On Oct. 25, the Lewis & Clark Board of Trustees approved a 4.75% increase in tuition for the upcoming 2020-21 academic year, along with a 2% increase in room and 3% increase in board. This totals to an approximate 4% increase in total cost of attendance. This will be the first time in history that LC’s cost of attendance will exceed $70,000.
Chair of the Board of Trustees and LC alumna Stephanie Fowler ’97 spoke on the reasoning for these increases.
“The goal is to minimize the increase and keep the school functioning,” Fowler said.
Comparatively, for the 2019-20 academic year, tuition increased by 3.5%, room by 5% and board by 3%, totaling to around 4%.
According to Interim Vice President for Business & Finance/Treasurer Andrea Dooley, the annual percent increase for comparable institutions, such as University of Puget Sound, Willamette University or Reed College, sits around this 4% line. With these tuition increases, LC aims to maintain its competitive position in relation to similar institutions.
The sticker price will increase from $68,890 for the 2019-20 academic year to $71,692 for the 2020-21 academic year, although the financial impact varies by student depending on their demonstrated need. LC’s discount rate, the price students pay after receiving financial aid, is about 50%.

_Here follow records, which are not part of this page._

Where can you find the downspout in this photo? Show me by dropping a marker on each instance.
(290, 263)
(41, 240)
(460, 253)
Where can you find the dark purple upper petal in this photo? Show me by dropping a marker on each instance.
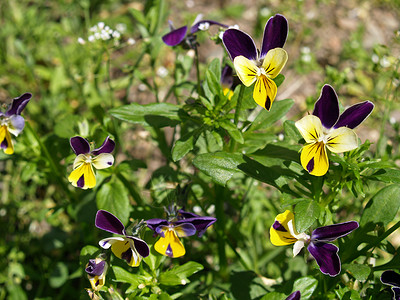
(175, 37)
(327, 106)
(200, 223)
(195, 27)
(294, 296)
(107, 147)
(237, 43)
(355, 115)
(227, 76)
(18, 104)
(333, 232)
(391, 278)
(141, 246)
(154, 223)
(108, 222)
(94, 269)
(326, 257)
(275, 34)
(79, 145)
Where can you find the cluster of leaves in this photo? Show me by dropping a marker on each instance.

“Students who have no demonstrated financial need will probably end up paying, sort of, this incremental amount,” Dooley said. “Students that have a high level of demonstrated need, their financial aid would likely increase to cover the full amount. And then there’s, you know, a large group in the middle where they have some financial need, and their aid would be expected to kind of move proportionally.”

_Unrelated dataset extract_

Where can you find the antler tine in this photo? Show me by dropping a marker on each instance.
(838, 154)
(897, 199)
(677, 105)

Along with considering the rates of other colleges, the Strategic Enrollment Management (SEM) Steering Committee, the body tasked with making these recommendations, welcomed feedback from students and families.
“The feedback was that, although our pricing is in line (with comparable colleges), that maybe our facilities aren’t quite comparable,” Dooley said. “And so, kind of what we took away from that piece of feedback was that we wanted to try and keep the room and board increases as low as we could.”
In her tenure as Board chair, Fowler hopes to increase the communication between the Board and students and faculty. This was the first year that the Associated Students of Lewis & Clark (ASLC) were informed about the then proposed tuition increases prior to the Board meetings.
Two ASLC members, President Helen Hitz ’21 and Community Service & Relations Coordinator Mikah Bertelmann ’21, were the student representatives at the Board meetings. According to Hitz, members of ASLC were able to understand why these increases are necessary.
“We want to pay faculty and we want to put money to places that are going to support student life,” Hitz said. “And so I think the general consensus was that we understand and we see where it’s coming from and are supportive of the recommendation as well.”
While tuition may be rising by 4.75%, with financial aid, inflation and rising costs of operation, this does not translate to a 4.75% increase in revenue for the college. With tuition revenue at about $80 million, the extra $200,000 from tuition increases does not make that much of an impact.
This revenue is, in part, decided by enrollment numbers. Tuition revenue was lower this year because of a large graduating class (the class of 2019) being replaced by a smaller incoming class (the class of 2023).
“It’s hard to believe, but we are actually making very little additional money from these (tuition) increases,” Fowler said.
With little additional revenue coming from tuition, the Board has embarked on a capital campaign in order to finance future facility renovations and new developments in the LC Master Plan, like renovations to Templeton Campus Center, Olin or the Corbett House.
As a part of this capital campaign, the Board decided to refinance some of the school’s loans at lower interest rates. According to Jouni Korhonen ’82, a Board trustee and chair of the investment committee, the college currently has about $106 million in bond debt.
“There’s an opportunity now to refinance the existing debt at a significantly lower rate, which saves the college a lot of money in the long run,” Korhonen said. “It also provides an opportunity to take some extra funds out of that refinancing effectively, and then use those incremental funds for capital projects such as renovations of the buildings and taking care of some of the deferred maintenance that we have.”
This will give the Board the ability to put money towards campus improvements and match donations. While the school has not yet decided which projects to prioritize first, donor preference can come into play. Donors may decide which capital project to endow from the Master Plan, without advisement from administrators or trustees.
The administration is currently waiting on the results of a student engagement study, facilitated by an outside consulting firm, Brailsford & Dunlavey. In September, students were invited to participate in focus groups and voice their opinions on campus needs. A follow-up survey will be sent to students this month.
“I think there’s some strong feelings in the administration that … the first thing should be Templeton,” Fowler said. “Well, I’m not willing to say that until I see the results of that student engagement survey … I think that will help us as a Board prioritize.”